Débloquez Editor’s Digest gratuitement
La rédactrice en chef du FT, Roula Khalaf, a choisi ses histoires préférées dans cette newsletter hebdomadaire.
Les bouleversements géopolitiques incitent les particuliers fortunés à ouvrir de nouvelles succursales de leurs family offices dans le monde entier pour faire face aux risques posés par la guerre, les modifications fiscales et les sanctions économiques.
Les conseillers ont déclaré que le Family Office estimait que l’environnement familial n’était pas encore prêt en raison d’événements tels que les tarifs douaniers imposés par le président américain Donald Trump pour le « Jour de l’émancipation », l’attaque contre le Venezuela et la poursuite des opérations militaires contre l’Iran.
Ils ont également cité l’abolition par le Royaume-Uni des régimes non-Dom et la récente escalade des sanctions de la part des États-Unis, de l’UE et du Royaume-Uni.
Une personne qui dirigeait jusqu’à récemment un family office à Dubaï a déclaré que les gens riches voulaient un « filet de sécurité » leur permettant de « mettre 250 000 $[sur un compte]pour leur donner quelques options ».

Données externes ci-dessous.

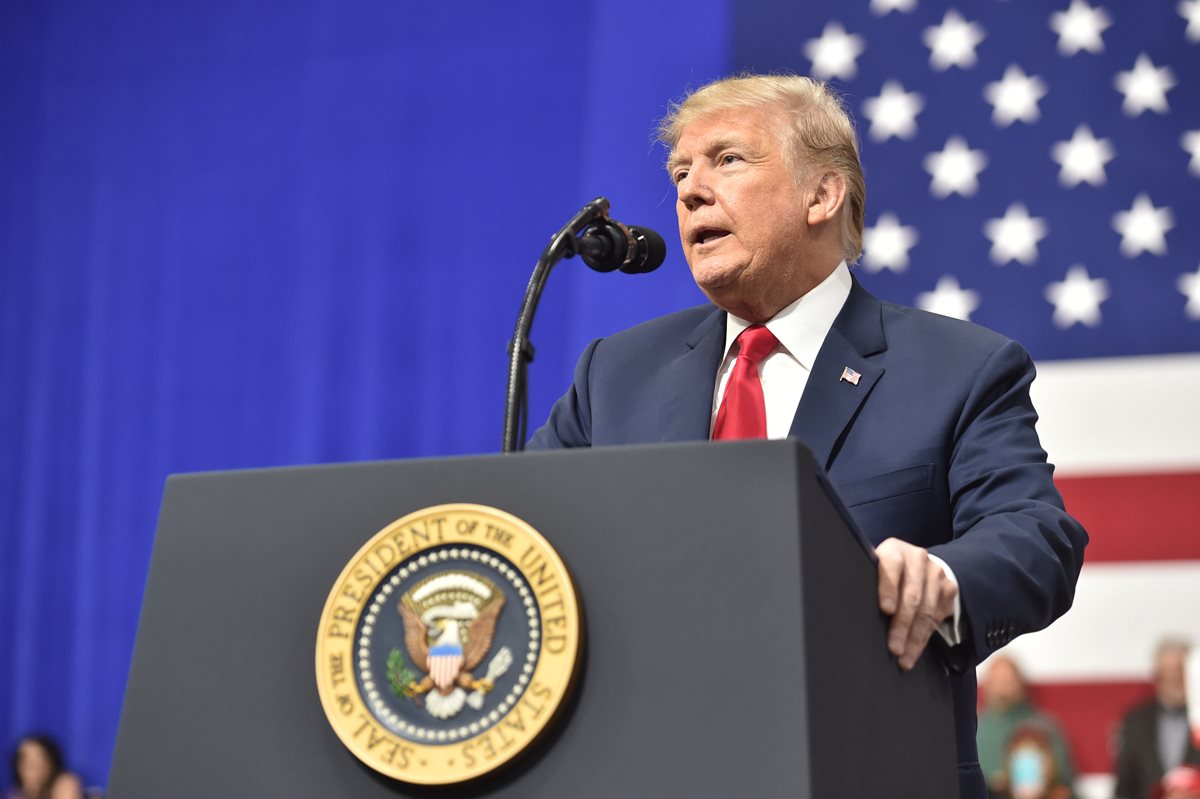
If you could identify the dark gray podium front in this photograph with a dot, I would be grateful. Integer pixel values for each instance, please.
(733, 643)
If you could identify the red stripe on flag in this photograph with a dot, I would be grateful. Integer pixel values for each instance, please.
(1137, 516)
(1090, 714)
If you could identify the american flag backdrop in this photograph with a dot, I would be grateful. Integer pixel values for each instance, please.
(1035, 167)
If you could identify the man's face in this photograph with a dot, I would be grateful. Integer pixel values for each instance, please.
(743, 215)
(1169, 678)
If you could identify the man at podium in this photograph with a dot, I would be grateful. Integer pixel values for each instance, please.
(923, 422)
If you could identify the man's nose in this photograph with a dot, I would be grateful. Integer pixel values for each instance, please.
(695, 190)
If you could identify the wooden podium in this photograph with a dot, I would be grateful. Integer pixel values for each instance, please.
(733, 644)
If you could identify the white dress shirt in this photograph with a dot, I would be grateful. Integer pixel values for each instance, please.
(801, 329)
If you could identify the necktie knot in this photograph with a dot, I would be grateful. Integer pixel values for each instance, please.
(743, 412)
(755, 343)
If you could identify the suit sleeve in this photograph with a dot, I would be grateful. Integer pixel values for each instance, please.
(1015, 551)
(570, 419)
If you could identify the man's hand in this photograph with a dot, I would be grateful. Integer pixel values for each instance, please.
(916, 593)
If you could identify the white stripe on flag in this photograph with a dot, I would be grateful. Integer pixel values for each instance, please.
(1120, 414)
(1121, 612)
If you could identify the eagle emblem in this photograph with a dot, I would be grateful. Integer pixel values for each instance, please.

Tom Everett Heath, responsable mondial des enquêtes, de la diligence et de la conformité au sein du groupe de renseignement d’affaires Kroll, a déclaré que les familles adoptaient « la décentralisation face à l’imprévisibilité de la gouvernance » pour accroître leur résilience.
« Alors que le monde devient de plus en plus incertain, une couverture efficace par la diversification présente des avantages, tout comme la tenue d’un portefeuille d’actifs », a ajouté Everett Heath. Cela s’est concrétisé, par exemple, lorsque des parties du réseau au sein d’une juridiction sont gelées en raison de sanctions, de listes noires ou d’autres actions gouvernementales.
Selon le Global Family Office Report 2026 de JPMorgan, 74 % des family offices en dehors des États-Unis citent la géopolitique parmi les cinq principaux risques d’investissement. Parmi les family offices américains, ce chiffre était de 57 %.
Un seul family office peut remplir plusieurs fonctions, telles que la gestion des investissements, la gestion d’entreprises et l’organisation de dons de bienfaisance et de services de style de vie.
Une enquête réalisée en 2024 auprès des family offices par le cabinet de conseil Deloitte a révélé que 28 % d’entre eux possèdent déjà plusieurs succursales et 12 % envisagent d’ouvrir une nouvelle succursale. Bayshore Global Management, le family office américain du cofondateur de Google, Sergey Brin, a ouvert une succursale à Singapour en 2020.
Une étude de Deloitte montre que la plupart des family offices envisagent d’ouvrir une nouvelle succursale dans la région, mais les family offices européens s’intéressent également à l’Amérique du Nord, 43 % d’entre eux souhaitant s’y développer. Seuls les family offices de la région Asie-Pacifique ont exprimé leur intention d’ouvrir une succursale au Moyen-Orient, 6 % d’entre eux se déclarant intéressés par l’ouverture d’une succursale là-bas.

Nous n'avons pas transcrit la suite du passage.